ISAs and Inheritance Tax
New rules were introduced by the Government in 2015 that allow for the spouse or civil partner of a deceased ISA saver to benefit from additional ISA benefits. Under the rules, if an ISA saver in a marriage or civil partnership dies, their spouse or civil partner inherits their ISA tax advantages.
Surviving spouses are able to save an additional amount in an ISA or ISAs up to the value of their spouse or civil partner’s ISA savings at the date of death. This additional allowance does not count against the surviving spouse’s/civil partner’s annual ISA subscription limit. These measures were put in place to help ensure bereaved individuals secure their financial future and enjoy the tax advantages they previously shared, following the death of their spouse or civil partner.
In general, assets left to a spouse or civil partner are not subject to Inheritance Tax. However, ISA investments continue to form part of the deceased estate for Inheritance Tax purposes. In essence, this means ISA’s left to anyone apart from your spouse or civil partner will be subject to Inheritance Tax if the value of the estate exceeds the current IHT tax-free limit of £325,000. This effectively removes the tax-free status of any ISAs at the time.
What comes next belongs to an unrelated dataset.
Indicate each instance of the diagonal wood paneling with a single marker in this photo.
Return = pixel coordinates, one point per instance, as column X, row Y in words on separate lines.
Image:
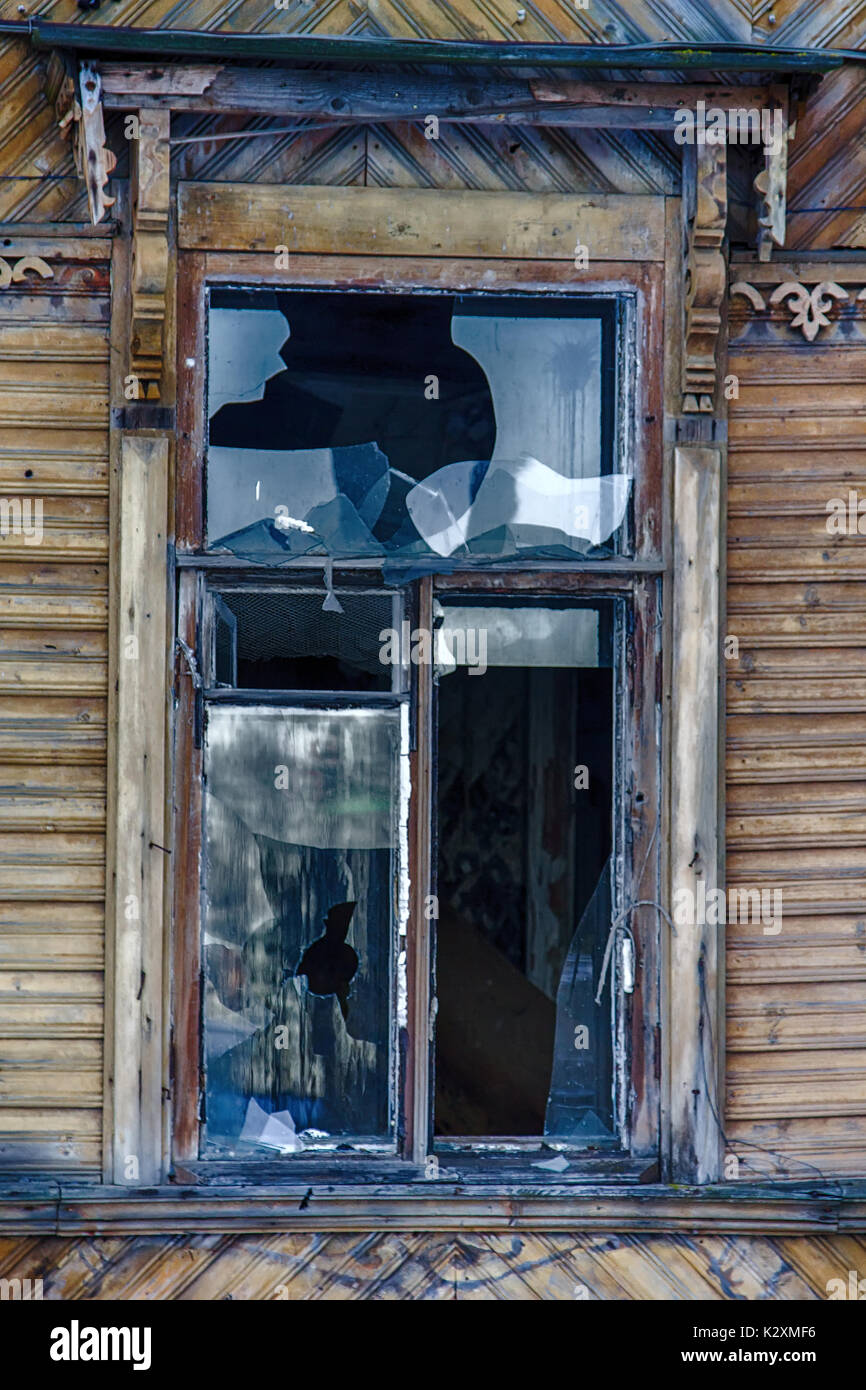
column 395, row 1265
ISAs allow equal limits for cash and stocks and shares. This provides savers with the ability to transfer funds from stocks and shares ISAs to cash ISAs allowing far greater flexibility to savers than was historically the case. The maximum amount that can be invested in an ISA is currently £20,000, the limit will remain the same in 2019-20. The income from ISAs is exempt from Income Tax and CGT.